Last weekend at the local Citibank branch (on Delhi’s outskirts) it took me six hours to get my mother’s cheque encashed. Ever since the Rs500 and Rs1,000 denomination currency was demonetised on November 9, queues at banks and ATMs have lengthening rather than shortening.
I thought that Saturday, when currency exchange was restricted to senior citizens, would be lighter but instead found standing on the other side of the building on whose ground floor sits the bank. I went at 9am and by 1pm I was inside the door; by a bit after 3pm I received twelve Rs 2,000 notes that are useless because of the shortage of change. Every half hour, the queue witnessed fierce arguments with the executives manning the door. An hour after I got inside there was a scuffle outside, and the guards locked us in; a teller stood up and announced, “All customers to sit silently”.
This was still better than my wife’s experience at the Indian Bank in south Delhi. It’s wedding season and she needed to go to the locker to retrieve ornaments. The branch is in a slum across the road from Delhi’s swankiest malls, on the first floor of a modest commercial complex, and access is by a narrow stairwell that is blocked by a now-permanent queue of working-class men. Though my wife was not going for a cash transaction, they would not let her pass (the guard nervously told her to take permission from the crowd). She gave up and returned home.
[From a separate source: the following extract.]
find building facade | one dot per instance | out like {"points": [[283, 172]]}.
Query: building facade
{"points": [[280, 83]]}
Prime Minister Narendra Modi said that this demonetisation – in which Rs14trillion was removed from circulation, out of about Rs17trillion, or 84 per cent – was to clean the system (or “drain the swamp”) of black money, fake currency, and terrorism-financing. The income tax department’s own data analysis shows that only six per cent of black money is cash. Experts say the rest is in real estate, gold, stocks and foreign banks. Counterfeiting, according to a parliamentary presentation in 2012, was estimated around Rs 25billion. Terrorism-funding, according to intelligence sources, are Rs1.5-2billion (neighbouring countries spend more of their own currency on training camps, arms, food and lodging, etc). Also, captured or killed terrorists are always reported to be carrying Rs300,000-500,000 of fake currency. According to the Ministry of Home Affairs report, in 2015 108 terrorists were neutralised and two caught alive. So the reasons that Modi gave amount to just a drop in a vast ocean.
And even if the black stock is cleaned, the black flow has not been stopped. A friend bought a house and half had to be paid in cash. He asked how the cash would disposed of: the broker said that it would be shown as agricultural income, which is not taxed. Obviously, demonetisation should have taken place along with tax reform – not just in the Goods and Services Tax (GST), but in undocumented areas of the Indian economy. But no government will ever dare tax farmers. So all that has got hit is the recovery of the real estate market, depressed since 2010; experts hoped that it would recover a year after the implementation of GST (expected in April 2017). That expectation has been pushed back another year, close to the 2019 general election.
If banking has become torture for urbanites, imagine what it must be like in the countryside. According to a December 2015 Reserve Bank of India (RBI) report, there are an average of 12,863 customers per bank branch in rural and semi-urban India, while there are only 5,351 customers in urban branches. According to former finance minister P Chidambaram, there are a total 1,34,000 bank branches all over India. Modi’s middle-class supporters have been calling for a few days of individual pain for long-term collective gain.
It now looks like a few months of pain; and in the long-run, we are all dead. One can’t fault Modi for his ideas – after all, it’s his government, his prerogative. But this disatrous implementation is somebody’s fault. RBI Governor Urijit Patel has not given anyone much confidence, least of all Modi, with having incorrectly assessed the logistical difficulty of currency replacement. Finance minister Arun Jaitley did not give his boss the IT’s own data to make a proper decision, but he can’t be blamed too much because demonetisation has long been a bee in the right-wing bonnet. Perhaps the implementation mishap was because of the tight circle of secrecy, which probably included party chief Amit Shah but not Chief Economic Advisor Arvind Subramanian, as Chidambaram has alleged.
It is foolhardy to predict how demonetisation will play out. The best barometer will the Uttar Pradesh assembly election, which is scheduled to be held by April-May. Then we’ll know if the dubious gain was worth the protracted pain.